Додому Berita dan Artikel Terbaru Mitos Pentingnya Sahabat di Masa Remaja

Mitos Pentingnya Sahabat di Masa Remaja

Banyak remaja merasakan tekanan untuk menemukan satu “sahabat” yang mencakup segalanya – sebuah gagasan yang sering kali diperkuat oleh budaya pop dan ekspektasi sosial. Namun apakah fokus intens pada satu orang ini benar-benar diperlukan untuk perkembangan remaja yang sehat? Jawabannya, menurut para psikolog dan pakar persahabatan, lebih beragam daripada yang terlihat.

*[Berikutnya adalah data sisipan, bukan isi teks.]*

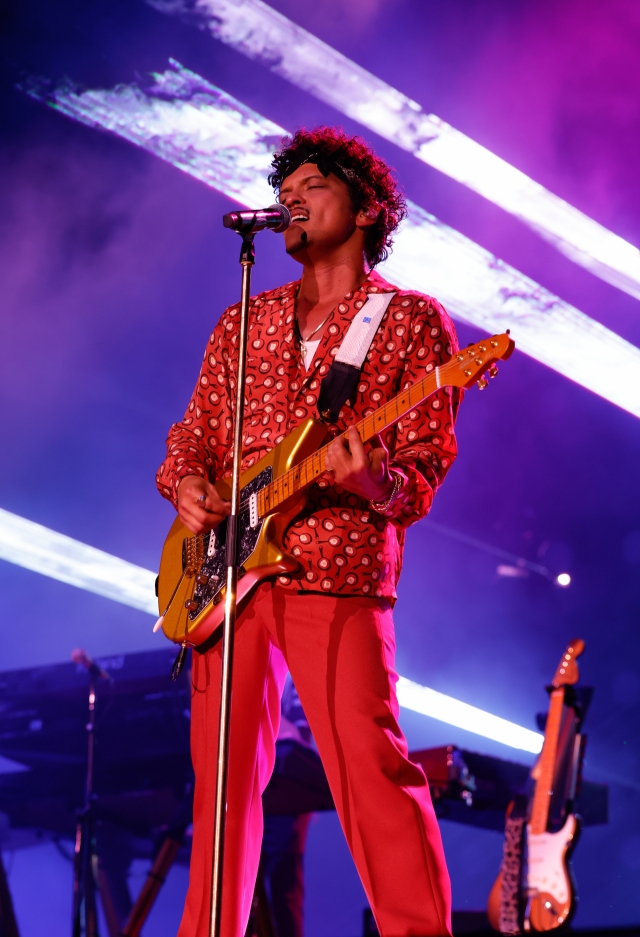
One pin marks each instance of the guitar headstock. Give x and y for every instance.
(470, 364)
(567, 672)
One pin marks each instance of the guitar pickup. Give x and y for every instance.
(253, 510)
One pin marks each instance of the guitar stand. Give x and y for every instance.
(247, 260)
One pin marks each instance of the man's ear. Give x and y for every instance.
(368, 216)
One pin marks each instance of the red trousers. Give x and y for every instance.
(340, 652)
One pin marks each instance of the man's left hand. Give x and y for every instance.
(363, 473)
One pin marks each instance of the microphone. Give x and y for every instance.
(277, 217)
(79, 656)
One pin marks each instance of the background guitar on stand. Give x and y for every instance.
(535, 890)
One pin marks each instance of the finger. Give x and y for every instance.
(336, 452)
(357, 449)
(378, 442)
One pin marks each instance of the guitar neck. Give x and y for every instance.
(547, 764)
(307, 471)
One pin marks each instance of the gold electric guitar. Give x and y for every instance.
(192, 578)
(546, 891)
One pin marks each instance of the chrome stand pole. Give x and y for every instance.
(247, 258)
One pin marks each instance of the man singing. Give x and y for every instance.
(330, 623)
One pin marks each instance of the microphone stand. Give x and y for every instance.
(247, 259)
(85, 918)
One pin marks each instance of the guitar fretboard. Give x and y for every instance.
(546, 768)
(310, 468)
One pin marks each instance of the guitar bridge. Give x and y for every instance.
(254, 520)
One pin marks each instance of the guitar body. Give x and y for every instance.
(549, 886)
(547, 883)
(260, 546)
(193, 569)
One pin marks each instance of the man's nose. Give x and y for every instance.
(292, 199)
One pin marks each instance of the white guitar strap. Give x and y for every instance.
(342, 380)
(363, 328)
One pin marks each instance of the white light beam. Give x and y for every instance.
(266, 36)
(185, 120)
(45, 551)
(428, 702)
(52, 554)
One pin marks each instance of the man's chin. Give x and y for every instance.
(300, 243)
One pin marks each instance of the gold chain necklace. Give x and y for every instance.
(303, 341)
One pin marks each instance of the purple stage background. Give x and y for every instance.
(114, 266)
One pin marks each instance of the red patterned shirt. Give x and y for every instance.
(342, 545)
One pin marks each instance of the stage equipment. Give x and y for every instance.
(191, 586)
(53, 554)
(185, 120)
(276, 217)
(279, 218)
(85, 859)
(268, 37)
(143, 773)
(535, 890)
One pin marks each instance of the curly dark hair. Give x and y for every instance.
(370, 180)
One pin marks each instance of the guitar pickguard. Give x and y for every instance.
(215, 563)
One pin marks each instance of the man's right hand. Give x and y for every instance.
(199, 505)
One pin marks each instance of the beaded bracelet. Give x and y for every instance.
(380, 507)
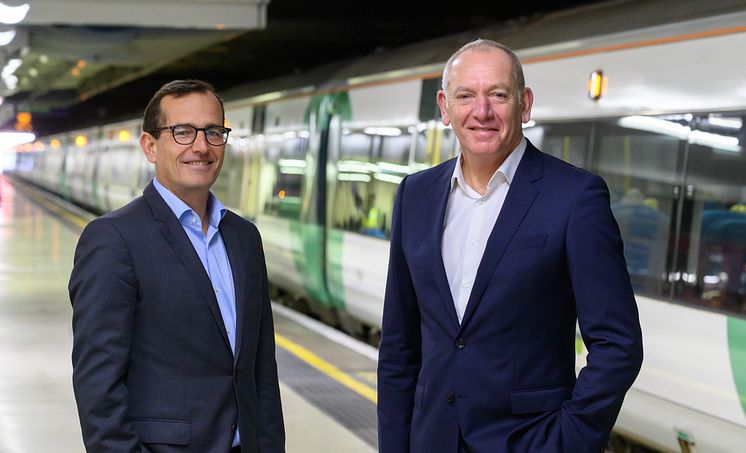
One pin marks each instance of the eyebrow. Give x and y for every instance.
(497, 86)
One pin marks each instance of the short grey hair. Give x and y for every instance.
(517, 73)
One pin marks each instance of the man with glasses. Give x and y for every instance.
(173, 346)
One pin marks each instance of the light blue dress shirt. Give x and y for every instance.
(212, 253)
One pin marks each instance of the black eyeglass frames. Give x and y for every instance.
(185, 134)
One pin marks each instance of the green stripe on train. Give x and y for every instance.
(335, 263)
(737, 349)
(306, 246)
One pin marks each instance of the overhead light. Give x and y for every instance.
(386, 131)
(726, 122)
(10, 140)
(715, 141)
(13, 14)
(597, 85)
(650, 124)
(6, 37)
(7, 73)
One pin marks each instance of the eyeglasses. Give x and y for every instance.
(185, 134)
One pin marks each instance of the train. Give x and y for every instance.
(649, 95)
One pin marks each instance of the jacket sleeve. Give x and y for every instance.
(103, 292)
(399, 357)
(271, 424)
(608, 319)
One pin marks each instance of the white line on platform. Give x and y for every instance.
(328, 332)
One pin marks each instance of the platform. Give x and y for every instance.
(327, 379)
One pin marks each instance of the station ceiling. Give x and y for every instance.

Daya Tarik dari “Satu-Satunya”

Keinginan untuk memiliki sahabat berasal dari kebutuhan mendasar manusia: untuk benar-benar dilihat dan dipahami. Para remaja mendambakan “orang yang ramah” – seseorang yang bisa diajak berbagi pengalaman, mulai dari acara sekolah hingga permasalahan pribadi. Seperti yang dijelaskan Cassidy Blair, psikolog yang berbasis di Beverly Hills, kerinduan ini terkait dengan pembentukan identitas. Masa remaja adalah masa penemuan diri, dan orang kepercayaan dekat dapat memberikan penegasan dan validasi. Namun, bukan berarti hanya sahabat yang bisa memenuhi kebutuhan tersebut.

Kualitas Dibandingkan Kuantitas dalam Persahabatan

Para ahli menekankan bahwa kualitas persahabatan lebih penting daripada jumlah. Kelli Hoffman, seorang konselor Michigan, mencatat bahwa remaja dapat memenuhi kebutuhan relasional mereka melalui kelompok teman yang kuat semudah melalui satu sahabat. Kuncinya adalah hubungan yang tulus – merasa dikenal, dipahami, dan didukung. Barbara Greenberg, seorang psikolog remaja di Connecticut, menunjukkan bahwa meskipun seorang sahabat menawarkan keintiman yang “tidak terlalu lemah”, itu bukanlah satu-satunya jalan untuk merasa aman dalam hubungan sosial.

Risiko Kodependensi

Menempatkan semua investasi emosional pada satu orang bisa berisiko, terutama selama masa remaja yang penuh gejolak. Persahabatan berubah dengan cepat seiring dengan perubahan minat, tekanan akademis, dan keterlibatan romantis. Nina Badzin, kolumnis nasihat pertemanan, memperingatkan terhadap pendekatan “semua telur dalam satu keranjang”. Ketergantungan yang berlebihan pada sahabat dapat menciptakan ekspektasi yang tidak realistis dan menyebabkan isolasi sosial yang buruk jika hubungan menjadi buruk. Kenyataannya, bahkan pasangan “sahabat” yang tampak sempurna di media sosial sering kali menyembunyikan ketegangan dan ketidakseimbangan yang mendasarinya.

Nilai Koneksi yang Beragam

Daripada mengejar mitos sahabat yang sempurna, para remaja mendapat manfaat dari membina jaringan koneksi yang beragam. Penelitian Blair menunjukkan bahwa remaja dengan lingkaran sosial yang lebih luas cenderung mengembangkan kemandirian dan kemampuan beradaptasi yang lebih besar. Belajar menavigasi kepribadian yang berbeda mempersiapkan mereka menghadapi kompleksitas hubungan orang dewasa, di mana tidak ada satu orang pun yang dapat memenuhi semua kebutuhan emosional. Ketika remaja semakin dewasa, mereka menyadari bahwa teman yang berbeda memiliki tujuan yang berbeda – satu untuk mendukung belajar, satu lagi untuk berbagi hobi, dan satu lagi untuk melampiaskan emosi.

Intinya jelas: Seorang sahabat bukanlah prasyarat untuk kehidupan sosial yang memuaskan. Remaja dapat berkembang dengan beberapa teman dekat yang suportif, atau bahkan dengan membangun jaringan yang kuat tanpa satupun yang ditunjuk sebagai “sahabat”. Yang paling penting adalah membina hubungan tulus yang memupuk kesejahteraan dan ketahanan, bukan mengejar model persahabatan yang ideal dan sering kali tidak realistis.